Yargıtay’dan cam balkon kararı: Komşuların şikayeti üzerine ceza kesildi. Kat maliklerinin yazılı izni alınmaması durumunda kaçak yapı haline geliyor.
Özellikle de Covid-19 pandemisi döneminde uzun süre evde karantinada kalan kişiler cam balkon kapatma işlemini tercih etmiş, pek çok kişi bu yönteme başvurmuştu.
Evini daha fazla genişletmek, balkonunu dış koşullardan korumak, soğuk ve yağışlı havalarda da balkon keyfi yaşamak isteyen kişiler cam balkon yöntemini tercih etmişti. Ancak yapılan cam balkonlar bazı binalarda komşular arasında sorunlar yaşanmasına neden olurken şikayet konusu olmuştu.
Cam balkon yaptırmak yasak mı?
Binaların balkonları dış cepheden pay alması nedeni ile diğer odalardan farklı olarak kabul edilmekte olup binanın ortak alanları arasında yer alıyor. Bu nedenle balkonlarda tadilat ve değişimlerde mutlaka apartmanda yaşayan kat maliklerinin beşte dördünün yazılı izninin alınması gerekiyor. Bu iznin alınmaması durumunda ise cam balkon kaçak yapı haline geliyor.
Yargıtay’dan emsal karar:
Yargıtay 18. Hukuk Dairesi 2015/6244 Esas ve 2016/2299 numaralı karar ile cam balkon hakkında emsal karar açıklandı. Emsal karar şu şekilde:
Temyiz isteminin süresi içinde olduğu anlaşıldıktan sonra dosyadaki bütün kağıtlar okunup gereği düşünüldü:
Davacı vekili dava dilekçesinde, davalıya ait 42 numaralı bağımsız bölümde projeye aykırı olarak kapatılan açık balkonun eski hale getirilmesini istemiş, mahkemece davanın reddine karar verilmiştir. 634 sayılı Kat Mülkiyeti Yasası’nın 19.maddesinin birinci fıkrasında kat maliklerinin anataşınmazın mimari durumunu titizlikle korumaya mecbur oldukları belirtildikten sonra ikinci fıkrada da kat maliklerinden birinin bütün kat maliklerinin beşde dördünün yazılı rızası olmadıkça anataşınmazın ortak yerlerinde inşaat, onarım, tesis ve değişiklik yaptıramayacağı öngörülmüştür.
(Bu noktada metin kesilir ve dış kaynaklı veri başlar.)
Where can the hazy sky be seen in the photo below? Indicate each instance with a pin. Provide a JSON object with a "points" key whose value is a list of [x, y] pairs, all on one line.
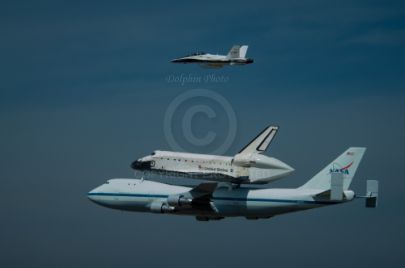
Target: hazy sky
{"points": [[86, 88]]}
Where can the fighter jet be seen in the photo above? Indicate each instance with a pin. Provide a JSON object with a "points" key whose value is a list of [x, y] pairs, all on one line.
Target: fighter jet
{"points": [[248, 166], [236, 56], [209, 201]]}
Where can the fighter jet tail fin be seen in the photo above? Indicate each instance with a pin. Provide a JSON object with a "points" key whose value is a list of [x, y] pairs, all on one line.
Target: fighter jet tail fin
{"points": [[237, 52], [243, 51], [346, 164], [261, 142]]}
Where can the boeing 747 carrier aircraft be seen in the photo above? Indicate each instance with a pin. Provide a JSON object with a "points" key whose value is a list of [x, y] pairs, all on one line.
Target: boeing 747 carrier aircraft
{"points": [[248, 166], [236, 56], [209, 201]]}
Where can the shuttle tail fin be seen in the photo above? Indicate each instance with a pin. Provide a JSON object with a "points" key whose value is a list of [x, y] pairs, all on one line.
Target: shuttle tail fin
{"points": [[261, 142], [347, 164]]}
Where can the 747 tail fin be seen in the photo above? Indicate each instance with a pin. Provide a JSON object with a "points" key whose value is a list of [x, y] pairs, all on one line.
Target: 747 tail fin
{"points": [[347, 164]]}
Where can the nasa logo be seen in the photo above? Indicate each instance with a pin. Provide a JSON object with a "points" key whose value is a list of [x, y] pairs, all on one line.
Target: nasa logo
{"points": [[337, 168]]}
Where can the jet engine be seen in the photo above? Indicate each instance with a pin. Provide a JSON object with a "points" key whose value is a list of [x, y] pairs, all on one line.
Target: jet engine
{"points": [[179, 201], [160, 207]]}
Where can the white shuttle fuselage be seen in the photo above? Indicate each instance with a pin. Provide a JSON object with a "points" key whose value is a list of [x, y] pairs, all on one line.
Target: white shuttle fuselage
{"points": [[248, 166]]}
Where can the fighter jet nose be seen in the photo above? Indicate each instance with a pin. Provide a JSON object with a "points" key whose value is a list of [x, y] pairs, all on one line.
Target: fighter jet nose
{"points": [[136, 164], [92, 195]]}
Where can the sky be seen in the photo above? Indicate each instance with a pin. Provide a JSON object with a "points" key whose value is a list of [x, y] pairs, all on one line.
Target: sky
{"points": [[87, 87]]}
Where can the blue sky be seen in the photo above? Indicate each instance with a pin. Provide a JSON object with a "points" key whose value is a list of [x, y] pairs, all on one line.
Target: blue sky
{"points": [[84, 92]]}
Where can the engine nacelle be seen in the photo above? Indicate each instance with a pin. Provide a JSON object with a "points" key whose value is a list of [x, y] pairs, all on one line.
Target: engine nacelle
{"points": [[160, 207], [178, 201]]}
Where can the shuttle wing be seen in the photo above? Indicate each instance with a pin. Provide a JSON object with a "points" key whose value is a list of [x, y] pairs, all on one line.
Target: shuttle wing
{"points": [[261, 142]]}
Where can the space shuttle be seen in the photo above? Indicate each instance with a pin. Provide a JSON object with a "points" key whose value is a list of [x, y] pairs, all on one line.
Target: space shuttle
{"points": [[236, 56], [249, 166]]}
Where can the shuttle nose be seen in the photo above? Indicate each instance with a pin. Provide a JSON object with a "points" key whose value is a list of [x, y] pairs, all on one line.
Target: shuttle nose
{"points": [[92, 194]]}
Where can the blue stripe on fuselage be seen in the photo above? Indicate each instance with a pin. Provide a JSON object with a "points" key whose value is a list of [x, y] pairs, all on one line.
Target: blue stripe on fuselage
{"points": [[222, 198]]}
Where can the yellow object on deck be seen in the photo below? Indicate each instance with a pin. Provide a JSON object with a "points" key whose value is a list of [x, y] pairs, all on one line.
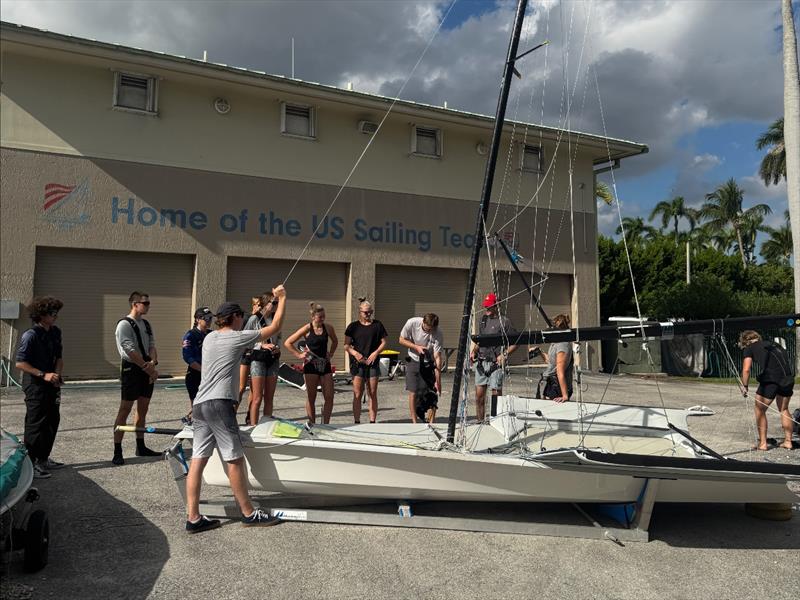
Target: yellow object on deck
{"points": [[287, 430]]}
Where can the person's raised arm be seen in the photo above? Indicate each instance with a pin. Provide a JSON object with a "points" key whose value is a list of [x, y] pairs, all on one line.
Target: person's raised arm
{"points": [[747, 364], [561, 373], [277, 320]]}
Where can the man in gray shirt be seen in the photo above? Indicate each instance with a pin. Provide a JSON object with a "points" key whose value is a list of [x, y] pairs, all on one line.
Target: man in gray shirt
{"points": [[418, 335], [490, 362], [137, 351], [214, 415], [557, 376]]}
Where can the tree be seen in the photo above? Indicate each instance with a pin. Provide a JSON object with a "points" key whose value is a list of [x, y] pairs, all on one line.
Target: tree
{"points": [[778, 248], [636, 230], [791, 136], [723, 210], [773, 165], [673, 210]]}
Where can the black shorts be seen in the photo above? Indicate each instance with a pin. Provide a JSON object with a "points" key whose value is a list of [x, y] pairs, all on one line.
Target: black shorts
{"points": [[192, 383], [769, 390], [135, 382], [364, 370], [317, 366], [414, 381]]}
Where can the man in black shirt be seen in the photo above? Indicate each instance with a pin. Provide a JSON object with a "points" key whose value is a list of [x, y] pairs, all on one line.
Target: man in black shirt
{"points": [[39, 358], [776, 382]]}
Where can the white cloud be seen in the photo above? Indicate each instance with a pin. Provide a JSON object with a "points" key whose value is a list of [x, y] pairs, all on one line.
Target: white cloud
{"points": [[705, 162], [664, 68]]}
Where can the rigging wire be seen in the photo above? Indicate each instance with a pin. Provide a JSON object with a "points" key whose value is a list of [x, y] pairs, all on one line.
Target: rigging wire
{"points": [[369, 142]]}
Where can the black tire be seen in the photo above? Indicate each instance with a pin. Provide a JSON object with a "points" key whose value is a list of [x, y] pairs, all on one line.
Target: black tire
{"points": [[37, 541]]}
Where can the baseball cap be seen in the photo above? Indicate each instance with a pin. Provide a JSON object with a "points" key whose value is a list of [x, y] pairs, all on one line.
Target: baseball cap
{"points": [[227, 309], [203, 313]]}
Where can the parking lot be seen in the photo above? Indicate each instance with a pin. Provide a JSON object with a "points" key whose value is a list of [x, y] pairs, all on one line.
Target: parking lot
{"points": [[117, 532]]}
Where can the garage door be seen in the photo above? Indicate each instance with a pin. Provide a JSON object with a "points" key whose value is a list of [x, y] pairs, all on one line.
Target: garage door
{"points": [[555, 296], [95, 285], [405, 292], [311, 281]]}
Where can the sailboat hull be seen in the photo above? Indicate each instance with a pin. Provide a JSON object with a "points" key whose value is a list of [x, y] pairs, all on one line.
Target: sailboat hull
{"points": [[402, 462]]}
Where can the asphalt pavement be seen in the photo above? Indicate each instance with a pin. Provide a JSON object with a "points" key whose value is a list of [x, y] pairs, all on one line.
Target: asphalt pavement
{"points": [[118, 532]]}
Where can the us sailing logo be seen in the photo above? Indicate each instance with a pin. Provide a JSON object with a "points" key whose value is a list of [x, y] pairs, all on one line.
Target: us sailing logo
{"points": [[65, 205]]}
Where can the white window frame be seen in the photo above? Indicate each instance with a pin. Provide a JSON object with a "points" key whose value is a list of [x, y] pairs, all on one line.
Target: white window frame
{"points": [[152, 93], [523, 148], [439, 141], [312, 120]]}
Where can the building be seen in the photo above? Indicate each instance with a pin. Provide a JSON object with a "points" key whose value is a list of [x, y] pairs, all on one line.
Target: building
{"points": [[125, 169]]}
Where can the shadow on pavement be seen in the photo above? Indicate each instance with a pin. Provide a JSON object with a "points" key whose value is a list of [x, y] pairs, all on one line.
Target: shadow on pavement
{"points": [[100, 547]]}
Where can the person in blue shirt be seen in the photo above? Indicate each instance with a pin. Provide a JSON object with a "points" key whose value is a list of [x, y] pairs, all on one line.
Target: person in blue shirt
{"points": [[193, 354], [39, 357]]}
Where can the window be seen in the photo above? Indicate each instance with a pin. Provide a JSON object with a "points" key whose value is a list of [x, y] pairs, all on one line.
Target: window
{"points": [[531, 158], [426, 141], [136, 93], [298, 120]]}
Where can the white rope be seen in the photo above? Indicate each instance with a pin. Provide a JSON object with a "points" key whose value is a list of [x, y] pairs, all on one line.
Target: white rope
{"points": [[369, 142]]}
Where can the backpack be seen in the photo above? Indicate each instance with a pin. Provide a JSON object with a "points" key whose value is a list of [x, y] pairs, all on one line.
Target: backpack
{"points": [[138, 334], [782, 358]]}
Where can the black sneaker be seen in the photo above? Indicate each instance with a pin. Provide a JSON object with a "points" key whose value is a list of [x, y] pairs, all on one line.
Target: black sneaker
{"points": [[260, 518], [202, 524], [40, 470], [145, 451]]}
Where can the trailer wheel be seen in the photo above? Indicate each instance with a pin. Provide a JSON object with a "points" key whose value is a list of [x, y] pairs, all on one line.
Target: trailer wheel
{"points": [[37, 541]]}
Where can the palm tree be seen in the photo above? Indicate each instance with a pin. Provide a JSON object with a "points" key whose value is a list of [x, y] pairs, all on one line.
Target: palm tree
{"points": [[603, 192], [673, 210], [723, 210], [636, 230], [752, 223], [791, 136], [773, 165], [778, 248]]}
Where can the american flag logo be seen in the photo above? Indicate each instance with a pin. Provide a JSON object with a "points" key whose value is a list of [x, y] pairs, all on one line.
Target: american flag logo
{"points": [[54, 193]]}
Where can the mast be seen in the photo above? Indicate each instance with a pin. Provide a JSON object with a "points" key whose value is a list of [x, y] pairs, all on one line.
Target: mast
{"points": [[463, 338]]}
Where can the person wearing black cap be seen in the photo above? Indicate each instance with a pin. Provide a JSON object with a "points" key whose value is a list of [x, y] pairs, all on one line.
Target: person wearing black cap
{"points": [[192, 349], [214, 417]]}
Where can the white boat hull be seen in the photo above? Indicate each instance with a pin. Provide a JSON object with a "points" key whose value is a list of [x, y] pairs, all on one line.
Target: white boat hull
{"points": [[403, 462]]}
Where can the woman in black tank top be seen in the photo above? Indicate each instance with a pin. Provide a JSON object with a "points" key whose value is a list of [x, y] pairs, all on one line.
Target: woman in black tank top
{"points": [[316, 356]]}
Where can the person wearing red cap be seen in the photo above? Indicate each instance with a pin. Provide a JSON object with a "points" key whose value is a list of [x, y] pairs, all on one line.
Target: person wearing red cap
{"points": [[490, 362]]}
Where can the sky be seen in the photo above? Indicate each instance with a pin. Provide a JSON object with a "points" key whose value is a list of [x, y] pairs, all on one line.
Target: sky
{"points": [[696, 80]]}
Dosya içersindeki bilgi ve belgelerden, özellikle bilirkişi raporu içeriğinden; davalıya ait bağımsız bölümün mutfağa bağlantılı balkonunun mutfakla balkon arasındaki kapı, pencere ve duvarının kaldırılarak mutfakla birleştirildiği, balkonun PVC malzemeyle kapatıldığı anlaşılmaktadır. Bilirkişinin yerinde saptadığı sistem, Yargıtay uygulamalarında da kabul edildiği gibi sabit eser niteliğinde olup bütün kat maliklerinin beşde dördünün yazılı rızası olmadan yapılamayacağı gibi balkonu kapatma malzemesinin saydam (cam) ya da ışık geçirmeyen nitelikte olması veya tek parçadan ya da birkaç parçadan oluşması, bina statiğini etkilememesi, çevreye zarar vermemesi sonucu değiştirmez. Saptanan bu durum karşısında balkonun projeye aykırı olarak kapatılması nedeni ile eski hale getirilmesine karar verilmesi gerekirken, balkonun daire içine alınmak sureti ile kullanılmasının ruhsata tabi olmadığı, anataşınmazdaki kat maliklerinin %90’ının aynı yöntemle değişiklik yaptığı, değişikliğin diğer maliklere zarar vermediği ve anayapının statiğini tehlikeye maruz bırakacak nitelikte olmadığı gerekçeleri ile talebin reddine karar verilmesi doğru görülmemiştir.
Bu itibarla yukarıda açıklanan esaslar gözönünde tutulmaksızın yazılı şekilde hüküm tesisi isabetsiz, temyiz itirazları bu nedenlerle yerinde olduğundan kabulü ile hükmün HUMK.nun 428.maddesi gereğince BOZULMASINA, temyiz peşin harcının istek halinde temyiz edene iadesine, işbu kararın tebliğinden itibaren 15 gün içinde karar düzeltme yolu açık olmak üzere, 15.02.2016 gününde oybirliğiyle karar verildi.
Yukarıda yer alan emsal karar kapsamında cam balkon yaptırmak isteyen kişilerin mutlaka önceden kat maliklerinin yazılı iznini almaları gerekiyor.